Volunteers meet on headlands along the Somerset coast and survey the sea for a two hour period.

The main sightings are of porpoises. They are most commonly spotted in Porlock Bay, especially in the summer, but they are probably equally common in the winter and at many other locations.

Although individual records exist right up the Channel, we have never looked systematically and so we don’t really know.

This is one of the reasons for these surveys.

Other species such as dolphins and seals are less common, but sightings have been made.

Knowing about these populations is important because as top predators their numbers can be affected by overfishing as well as through being caught as ‘by-catch’.

Their sensitive echo-location systems are also affected by underwater noise pollution such as is made during the construction of offshore wind farms.

The Somerset Wildlife Trust has also been doing ShoreSearch surveys, which are part of a national citizen science project to monitor intertidal organisms.

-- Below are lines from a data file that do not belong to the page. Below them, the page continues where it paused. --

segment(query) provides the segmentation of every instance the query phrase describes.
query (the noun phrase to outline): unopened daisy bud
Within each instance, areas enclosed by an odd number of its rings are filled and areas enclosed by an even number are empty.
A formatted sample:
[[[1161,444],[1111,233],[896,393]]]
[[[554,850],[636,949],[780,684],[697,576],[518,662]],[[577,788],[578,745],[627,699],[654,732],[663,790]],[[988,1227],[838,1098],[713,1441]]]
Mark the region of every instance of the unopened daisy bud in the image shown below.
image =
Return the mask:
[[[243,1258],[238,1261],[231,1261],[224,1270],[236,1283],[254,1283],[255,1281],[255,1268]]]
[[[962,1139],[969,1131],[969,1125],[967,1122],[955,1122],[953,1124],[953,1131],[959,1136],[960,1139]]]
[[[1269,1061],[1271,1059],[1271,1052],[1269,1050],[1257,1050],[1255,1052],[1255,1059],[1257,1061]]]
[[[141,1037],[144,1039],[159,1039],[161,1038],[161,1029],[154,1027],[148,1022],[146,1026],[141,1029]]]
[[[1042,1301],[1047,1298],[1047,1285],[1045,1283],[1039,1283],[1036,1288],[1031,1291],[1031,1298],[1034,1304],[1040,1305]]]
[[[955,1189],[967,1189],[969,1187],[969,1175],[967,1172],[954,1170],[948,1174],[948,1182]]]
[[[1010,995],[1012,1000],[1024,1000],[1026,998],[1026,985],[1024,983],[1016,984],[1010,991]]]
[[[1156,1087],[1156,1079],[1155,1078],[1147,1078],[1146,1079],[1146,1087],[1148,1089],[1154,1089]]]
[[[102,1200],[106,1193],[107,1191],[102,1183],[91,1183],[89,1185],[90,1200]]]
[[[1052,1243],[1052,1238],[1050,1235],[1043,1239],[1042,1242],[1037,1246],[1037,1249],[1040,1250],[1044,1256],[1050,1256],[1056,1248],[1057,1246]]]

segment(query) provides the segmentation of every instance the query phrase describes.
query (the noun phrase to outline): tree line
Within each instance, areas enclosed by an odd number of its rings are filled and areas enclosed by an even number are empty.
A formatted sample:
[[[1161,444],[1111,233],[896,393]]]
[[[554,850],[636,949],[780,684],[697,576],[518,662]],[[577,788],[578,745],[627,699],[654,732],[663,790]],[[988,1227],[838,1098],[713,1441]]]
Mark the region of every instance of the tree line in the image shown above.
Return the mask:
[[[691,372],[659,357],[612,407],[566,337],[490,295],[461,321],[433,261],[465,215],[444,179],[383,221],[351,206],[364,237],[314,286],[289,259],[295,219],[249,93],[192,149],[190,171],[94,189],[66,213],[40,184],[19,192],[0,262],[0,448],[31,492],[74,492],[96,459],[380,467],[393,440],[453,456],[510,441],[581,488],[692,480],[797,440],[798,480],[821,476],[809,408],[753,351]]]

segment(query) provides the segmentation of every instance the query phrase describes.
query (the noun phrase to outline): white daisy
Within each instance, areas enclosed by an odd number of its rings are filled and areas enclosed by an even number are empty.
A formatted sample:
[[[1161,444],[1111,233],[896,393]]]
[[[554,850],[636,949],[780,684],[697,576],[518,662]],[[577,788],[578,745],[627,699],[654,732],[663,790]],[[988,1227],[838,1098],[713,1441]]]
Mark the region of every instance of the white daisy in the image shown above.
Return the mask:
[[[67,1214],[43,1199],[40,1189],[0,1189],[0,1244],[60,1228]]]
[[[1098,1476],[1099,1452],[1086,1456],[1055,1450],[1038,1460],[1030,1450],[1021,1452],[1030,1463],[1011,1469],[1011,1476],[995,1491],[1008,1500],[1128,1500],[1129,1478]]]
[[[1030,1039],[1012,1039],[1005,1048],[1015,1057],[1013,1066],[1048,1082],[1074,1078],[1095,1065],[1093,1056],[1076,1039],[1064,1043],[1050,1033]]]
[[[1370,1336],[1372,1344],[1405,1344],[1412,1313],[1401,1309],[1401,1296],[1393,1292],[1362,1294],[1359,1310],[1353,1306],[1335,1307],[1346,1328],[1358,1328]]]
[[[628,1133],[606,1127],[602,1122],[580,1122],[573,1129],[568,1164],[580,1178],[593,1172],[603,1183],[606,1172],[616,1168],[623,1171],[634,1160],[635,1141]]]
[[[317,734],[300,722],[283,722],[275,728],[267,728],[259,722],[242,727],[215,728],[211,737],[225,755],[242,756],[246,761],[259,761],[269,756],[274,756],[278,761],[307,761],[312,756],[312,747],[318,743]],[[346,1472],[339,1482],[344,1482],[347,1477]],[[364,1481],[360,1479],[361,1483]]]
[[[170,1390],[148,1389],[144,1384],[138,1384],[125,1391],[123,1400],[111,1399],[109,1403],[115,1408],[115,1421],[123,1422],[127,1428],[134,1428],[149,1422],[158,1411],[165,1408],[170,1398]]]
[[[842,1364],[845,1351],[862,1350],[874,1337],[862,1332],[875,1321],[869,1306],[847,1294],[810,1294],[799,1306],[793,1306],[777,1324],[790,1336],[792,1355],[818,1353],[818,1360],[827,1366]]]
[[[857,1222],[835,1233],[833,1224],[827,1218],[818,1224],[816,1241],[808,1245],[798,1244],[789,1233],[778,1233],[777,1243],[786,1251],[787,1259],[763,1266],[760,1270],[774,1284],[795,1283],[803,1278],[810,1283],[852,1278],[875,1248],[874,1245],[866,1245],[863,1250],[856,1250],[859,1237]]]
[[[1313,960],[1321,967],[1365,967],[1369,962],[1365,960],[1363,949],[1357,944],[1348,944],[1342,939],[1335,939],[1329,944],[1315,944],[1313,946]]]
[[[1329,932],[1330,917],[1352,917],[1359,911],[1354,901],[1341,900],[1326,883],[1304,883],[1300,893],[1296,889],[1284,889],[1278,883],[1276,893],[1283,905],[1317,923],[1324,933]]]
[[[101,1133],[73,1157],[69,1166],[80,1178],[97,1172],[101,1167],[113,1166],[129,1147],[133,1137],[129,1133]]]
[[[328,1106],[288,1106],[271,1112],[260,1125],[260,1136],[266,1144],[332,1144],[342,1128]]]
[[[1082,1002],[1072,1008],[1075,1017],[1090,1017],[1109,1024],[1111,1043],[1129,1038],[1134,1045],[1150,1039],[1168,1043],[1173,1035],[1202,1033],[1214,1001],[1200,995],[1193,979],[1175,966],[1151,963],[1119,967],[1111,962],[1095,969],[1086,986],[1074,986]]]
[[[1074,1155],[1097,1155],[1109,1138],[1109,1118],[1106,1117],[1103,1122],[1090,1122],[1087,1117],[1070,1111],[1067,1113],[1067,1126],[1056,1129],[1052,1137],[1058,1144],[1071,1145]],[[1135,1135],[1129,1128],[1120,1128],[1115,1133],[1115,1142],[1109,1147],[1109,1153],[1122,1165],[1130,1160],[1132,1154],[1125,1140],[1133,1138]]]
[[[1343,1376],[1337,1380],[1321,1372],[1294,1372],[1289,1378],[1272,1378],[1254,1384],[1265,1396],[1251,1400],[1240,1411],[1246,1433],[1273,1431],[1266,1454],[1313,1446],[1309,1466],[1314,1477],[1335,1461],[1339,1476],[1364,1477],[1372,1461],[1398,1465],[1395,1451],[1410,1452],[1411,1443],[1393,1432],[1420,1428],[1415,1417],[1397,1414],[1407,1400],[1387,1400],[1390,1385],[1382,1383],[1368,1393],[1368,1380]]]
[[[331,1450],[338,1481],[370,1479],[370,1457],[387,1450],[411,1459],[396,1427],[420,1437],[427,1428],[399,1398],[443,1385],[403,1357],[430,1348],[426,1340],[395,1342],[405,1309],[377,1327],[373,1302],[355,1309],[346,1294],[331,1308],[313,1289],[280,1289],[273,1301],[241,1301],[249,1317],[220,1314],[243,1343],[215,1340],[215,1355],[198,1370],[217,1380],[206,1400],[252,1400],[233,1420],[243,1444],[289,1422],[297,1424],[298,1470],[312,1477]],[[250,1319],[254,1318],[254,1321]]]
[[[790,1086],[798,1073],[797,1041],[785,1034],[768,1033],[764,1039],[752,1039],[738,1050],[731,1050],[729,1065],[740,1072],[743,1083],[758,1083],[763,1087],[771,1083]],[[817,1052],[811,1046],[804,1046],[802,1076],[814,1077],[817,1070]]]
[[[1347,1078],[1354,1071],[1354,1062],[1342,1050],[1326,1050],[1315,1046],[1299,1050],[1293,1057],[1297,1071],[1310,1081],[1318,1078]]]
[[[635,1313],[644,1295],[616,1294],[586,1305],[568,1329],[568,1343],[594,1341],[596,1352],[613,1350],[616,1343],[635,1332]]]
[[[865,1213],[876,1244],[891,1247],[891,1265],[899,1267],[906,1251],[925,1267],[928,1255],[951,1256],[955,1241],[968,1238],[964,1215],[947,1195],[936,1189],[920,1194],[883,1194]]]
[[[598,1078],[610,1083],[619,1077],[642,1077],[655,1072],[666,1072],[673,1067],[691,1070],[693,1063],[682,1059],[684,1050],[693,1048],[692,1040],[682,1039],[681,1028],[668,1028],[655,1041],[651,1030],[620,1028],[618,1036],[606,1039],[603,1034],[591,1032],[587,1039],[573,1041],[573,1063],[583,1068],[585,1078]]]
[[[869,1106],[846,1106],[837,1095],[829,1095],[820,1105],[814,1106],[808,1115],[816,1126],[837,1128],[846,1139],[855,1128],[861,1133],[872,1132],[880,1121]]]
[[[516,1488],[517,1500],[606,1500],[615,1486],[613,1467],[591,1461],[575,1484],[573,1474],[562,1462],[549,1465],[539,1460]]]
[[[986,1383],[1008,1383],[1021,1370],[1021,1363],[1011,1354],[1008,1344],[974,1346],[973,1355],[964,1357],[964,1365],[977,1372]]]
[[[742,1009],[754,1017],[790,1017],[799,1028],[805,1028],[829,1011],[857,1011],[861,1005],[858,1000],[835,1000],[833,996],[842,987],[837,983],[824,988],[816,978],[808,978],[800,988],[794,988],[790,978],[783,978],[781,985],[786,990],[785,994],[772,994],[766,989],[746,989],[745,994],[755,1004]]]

Surveys take place on different beaches throughout the year, using a team of enthusiastic volunteers and experts.

Although Somerset’s rocky shores may at first not seem as spectacular as those of Devon and Cornwall, locations such as the boulder shore and its fringing kelp forest at Gore Point, near Porlock, have a diversity of species of snails, sea slugs, crabs and seaweeds.

Further east the huge tidal range of the Bristol Channel and its gradually changing salinity and silt load mean that many interesting changes in species can be described.

Somerset also has some unusual habitats like the extensive reefs of the honeycomb worm found between Minehead and Stolford.

In the surveys quadrats (square frames) are placed within defined areas on the shore and all the species in each quadrat are identified and counted.

GPS mapping is done so that the areas can be revisited each year to show any changes.

The data being collected is building a much richer picture of these intertidal habitats than we have had before.